As you scale your services, you should see that by creating access for patients who prefer virtual care, you will create additional capacity to care for patients who prefer and require to be seen in person.
Given your background in policy, health care finance, and strategy, what regulatory levers or public-private partnerships do you believe will be most critical in building the next-generation virtual health ecosystem?
We have a unique opportunity right now to redefine what “access” means—and policy is an important lever that can either accelerate or stall that redefinition. The next-generation virtual health ecosystem will require alignment across three key areas:
■ payment parity that’s tied to value, not volume;
■ licensure reform that makes care follow the patient, not just the provider; and
■ public investment in broadband and digital literacy to close the equity gap.
Public-private partnerships have a big role to play, especially when it comes to infrastructure. We need to treat digital access the way we’ve treated roads, electricity, or clean water. These are public goods that are foundational to wellbeing. That’s where partnership models that blend innovation, local knowledge and long-term accountability can be especially powerful.
How can health systems create a durable governance structure that balances innovation with equity, compliance and integration across virtual and physical care settings?

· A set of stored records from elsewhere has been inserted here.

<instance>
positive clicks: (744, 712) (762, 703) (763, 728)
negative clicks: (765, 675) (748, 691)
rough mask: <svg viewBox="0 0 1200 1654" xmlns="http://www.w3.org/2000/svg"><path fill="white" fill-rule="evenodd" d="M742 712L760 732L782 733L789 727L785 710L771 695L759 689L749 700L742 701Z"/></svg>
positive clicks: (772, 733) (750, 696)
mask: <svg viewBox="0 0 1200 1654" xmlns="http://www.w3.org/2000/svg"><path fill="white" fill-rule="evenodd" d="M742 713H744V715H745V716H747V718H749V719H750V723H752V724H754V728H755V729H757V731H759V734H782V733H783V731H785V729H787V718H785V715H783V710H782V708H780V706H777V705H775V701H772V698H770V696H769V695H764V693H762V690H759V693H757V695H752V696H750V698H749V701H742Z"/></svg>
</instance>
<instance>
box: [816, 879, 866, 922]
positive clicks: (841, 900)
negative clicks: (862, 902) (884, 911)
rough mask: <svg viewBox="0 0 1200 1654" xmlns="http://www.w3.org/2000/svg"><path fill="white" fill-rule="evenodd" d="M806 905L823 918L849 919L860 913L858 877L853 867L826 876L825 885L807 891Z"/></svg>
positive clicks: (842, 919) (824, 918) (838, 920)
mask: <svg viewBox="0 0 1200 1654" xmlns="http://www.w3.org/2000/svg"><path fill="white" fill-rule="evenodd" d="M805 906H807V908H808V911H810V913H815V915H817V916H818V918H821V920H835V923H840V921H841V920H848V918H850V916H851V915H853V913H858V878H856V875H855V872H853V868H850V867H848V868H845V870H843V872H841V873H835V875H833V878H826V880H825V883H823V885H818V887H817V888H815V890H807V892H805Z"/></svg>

I have been emphasizing how we can’t rely solely on goodwill but must have good governance in place. That includes clearly defining what success looks like—not just financially, but clinically and operationally—and aligning governance structures to those goals. Because virtual care models, especially virtual-first models that are predicated on building models of care continuity, are still relatively immature and are unchartered territory for many health systems, I would emphasize that it’s incredibly important to have clarity of purpose and understand your why. Moreover, truly start with the patient in mind, including where and how are they receiving their care. Starting from the patient’s vantage point should anchor every discussion. This makes for some spirited debate as well as a fair share of “Aha” moments. Leadership within the health system must clearly communicate why virtual-first care is important and complementary, not competitive.

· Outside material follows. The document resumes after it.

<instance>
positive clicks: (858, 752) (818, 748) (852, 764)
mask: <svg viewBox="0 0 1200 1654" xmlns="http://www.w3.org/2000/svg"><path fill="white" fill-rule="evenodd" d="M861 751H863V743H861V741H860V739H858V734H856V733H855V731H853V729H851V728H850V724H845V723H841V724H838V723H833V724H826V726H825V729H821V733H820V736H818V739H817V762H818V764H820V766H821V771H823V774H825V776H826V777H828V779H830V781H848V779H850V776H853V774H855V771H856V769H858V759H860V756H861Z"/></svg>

Balancing innovation and compliance is not a zero-sum game. In fact, some of the most exciting virtual care innovations I’ve seen are happening because teams are building with long-term, sustainable integration in mind. Effective governance doesn’t just review performance—it shapes culture. It sends a signal that we’re not building tech for tech’s sake but designing care and using meaningful technology that meets people, both providers and patients alike, where they are and evolves alongside them. When you lead with that kind of clarity, the rest—compliance, alignment, sustainability—has a strong foundation to stand on. We are only going to move at the speed of trust and having a strong governance model is an imperative to help do so.